“Diritti umani. Realtà e utopia” curato da Isabella Adinolfi: perché tale divario?

Diritti umani. Realtà e utopia (Città Nuova, 2004) era uno dei miei tanti volumi in attesa di essere letto. Finalmente mi sono deciso a leggerlo. Periodo peggiore non poteva esistere, visto ciò che sta accadendo a Gaza e in Ucraina. Tanto che avrei scritto un sottotitolo diverso, il seguente: realtà o utopia? Propendendo nella risposta per la seconda opzione.

Diritti umani Realtà e Utopia Isabella Adinolfi
Diritti umani Realtà e Utopia Isabella Adinolfi

La situazione internazionale contemporanea rende di fatto i diritti umani e il diritto internazionale concetti quasi obsoleti.
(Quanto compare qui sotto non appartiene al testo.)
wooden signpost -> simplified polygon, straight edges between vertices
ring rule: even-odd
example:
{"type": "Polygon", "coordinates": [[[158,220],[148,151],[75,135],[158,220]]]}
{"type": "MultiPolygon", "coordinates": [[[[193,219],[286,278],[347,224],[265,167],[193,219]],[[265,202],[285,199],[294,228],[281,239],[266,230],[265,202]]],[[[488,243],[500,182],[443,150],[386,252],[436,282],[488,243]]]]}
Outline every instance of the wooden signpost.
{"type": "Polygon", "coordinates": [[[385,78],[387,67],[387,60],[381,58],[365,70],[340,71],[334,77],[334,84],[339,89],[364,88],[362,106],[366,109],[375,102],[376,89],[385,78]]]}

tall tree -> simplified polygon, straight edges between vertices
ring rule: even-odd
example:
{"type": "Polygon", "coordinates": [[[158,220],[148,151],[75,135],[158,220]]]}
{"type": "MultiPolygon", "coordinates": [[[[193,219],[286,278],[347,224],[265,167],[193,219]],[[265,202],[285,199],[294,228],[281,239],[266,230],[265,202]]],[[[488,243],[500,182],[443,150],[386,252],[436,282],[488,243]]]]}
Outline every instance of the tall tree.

I confini e i trattati hanno perso gran parte del loro significato, non hanno più alcuna rilevanza. E anche gli uomini in quanto tali non possono più far valere alcun diritto.

Isabella Adinolfi, docente presso il Dipartimento di Filosofia dell’Università Ca’Foscari di Venezia e curatrice del presente volume, alla domanda basilare che lei stessa pone, ovvero, se i diritti umani, affermatisi storicamente con la Dichiarazione universale del 1948, siano soltanto un’astrazione ideale o operino concretamente nella vita quotidiana, risponde nel seguente modo: «i diritti umani  sono dunque per un verso realtà, per l’altro verso utopia; sono insieme l’uno e l’altro, nel senso che rappresentano nella loro forma più concreta, una legislazione che non ha trovato e non trova tuttora piena e soddisfacente applicazione».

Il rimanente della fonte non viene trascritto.